Of course, I was naturally disappointed that Jodie decided not to do it, but that in no way clouds my enthusiasm for Julianne [Moore, Foster’s replacement in the role of FBI agent Clarice Starling]. Jodie has her reasons, and I had a hint that she didn’t want to go back to that place.
Shall we prepare the fava beans and chianti?
Three weeks to go and I start filming in Florence.

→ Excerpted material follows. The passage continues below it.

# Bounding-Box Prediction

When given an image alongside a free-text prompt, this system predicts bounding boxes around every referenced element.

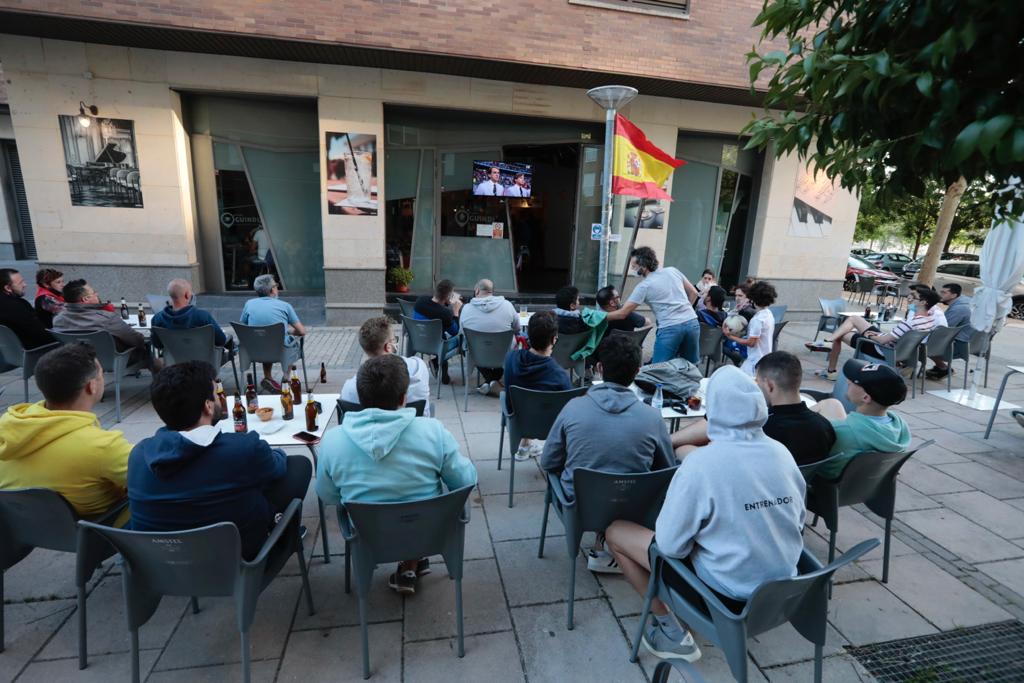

Taxman Chases Unlucky Luciano
There’s no more amore between Luciano Pavarotti and his native land. On April 12 an appeals court ruled that he owes the Italian government about $5 million in back taxes. Not so, blasts the top tenor. “I am living in Monte Carlo. But the judge won’t accept that,” Pavarotti told Scoop during a Washington, D.C., visit to promote a tour. “They say I’m living in Italy. Am I living in Italy now? Will I be in Italy tomorrow? When am I in Italy? I’m not in that country.” Meanwhile his lawyers will appeal the decision—in Italy.
ON THE BLOCK
Country music legends Tammy Wynette and Hank Williams Sr. never recorded a duet—but they do have one Nashville title in common. They owned, at different times, a house where Elvis Presley, Jerry Lee Lewis and Fats Domino all dropped by to visit. According to real estate agent Lura Bainbridge, the home—now 12,000 sq. ft. with seven bedrooms and seven bathrooms—includes a beauty parlor, installed by Wynette, and an oversize sunken marble bathtub. The new owner, a Nashville book publisher, paid $1.2 million for the pedigreed property.